Un pugno nello stomaco

Un pugno nello stomaco. Bloody Sunday è proprio questo, un vero e proprio pugno nello stomaco, nel cuore e nella coscienza dello spettatore. Il film di Paul Greengrass (che, ricordiamo, vinse il festival di Berlino) ricostruisce dalle prime ore del mattino fino alla tarda sera il terribile 30 gennaio 1972 a Derry, in Irlanda del Nord. E' il giorno ricordato appunto come "bloody sunday", la domenica di sangue nella quale l'esercito britannico, con tanto di paracadustisti e truppe scelte in assetto da guerra, uccise tredici cittadini che partecipavano a una manifestazione per i diritti civili. Un evento che divenne un passaggio cruciale nella travagliata storia moderna dell'Irlanda, perchè proprio dopo questa tragica giornata la lotta per l'indipendenza irlandese subì un'impennata e si trasformò da conflitto in guerra civile, con molti giovani che entrarono nelle file dell'IRA, l'esercito indipendentista cattolico.

L'inglese Greengrass riesce a farci calare nella tensione di quel drammatico giorno in modo perfetto, usando uno stile del tutto particolare, inquieto, alternando le scene quasi fossero diapositive, con il nero che cala continuamente tra una scena e l'altra. Le immagini sono girate come un vero e proprio reportage, con la macchina a mano che balla impazzita in mezzo ai manifestanti in rivolta e ai militari che sparano. Le urla e le imprecazioni balzano da tutte le parti, le pallottole fischiano, eppure non è una guerra. Da una parte c'è gente indifesa, disarmata, e il contrasto della situazione è quasi insostenibile, amplificato dalle immagini continuamente mosse, disturbanti. E per colonna sonora nessuna musica, solo parole, urla, ordini, grida e spari; solo i suoni della paura e della rabbia.
Le storie singole sono quasi irrilevanti nel contesto della situazione, ma quello che si nota certamente è la volontà del regista di rappresentare un'Irlanda "globale", al di sopra di quelle che erano pure le profonde divisioni fra cattolici e protestanti. E infatti il protagonista Ivan Cooper (un bravissimo James Nesbitt) è un protestante, ed è il leader della manifestazione che vedeva sfilare assieme protestanti e cattolici. Si seguono più da vicino anche le vicende di un ragazzo cattolico e di un militare inglese, ma quello che conta in questa pellicola è la coralità della storia, il precipitare incredibile degli eventi senza che nessuno sappia, o voglia, rendersene conto.

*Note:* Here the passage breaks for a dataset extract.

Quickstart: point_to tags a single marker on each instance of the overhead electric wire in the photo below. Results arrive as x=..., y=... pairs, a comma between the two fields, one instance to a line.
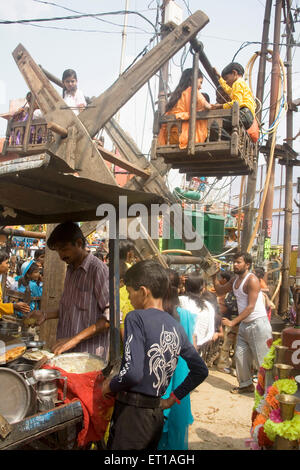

E' un film al termine del quale si esce davvero stremati. Fisicamente. E' duro, durissimo, soprattutto nei momenti drammatici, tanto che a un certo punto ti vien da dire basta, per carità, finitela. E lo stile scelto da Greengrass non lascia spazio a false emozioni e pietismi da quattro soldi: no, l'assurdità di quella giornata è messa sul tavolo così, nuda e cruda, dove gli unici giudizi si tranciano alla fine, quando la voce fuori campo descrive i dettagli dell'inchiesta. Assurda anche quella, come la giornata che l'ha causata.
E al termine di una pellicola che lascia davvero senza fiato, stregati ormai da una giornata che sembra un incubo senza fine, le note finali degli U2 sono il sollievo e il risveglio più bello.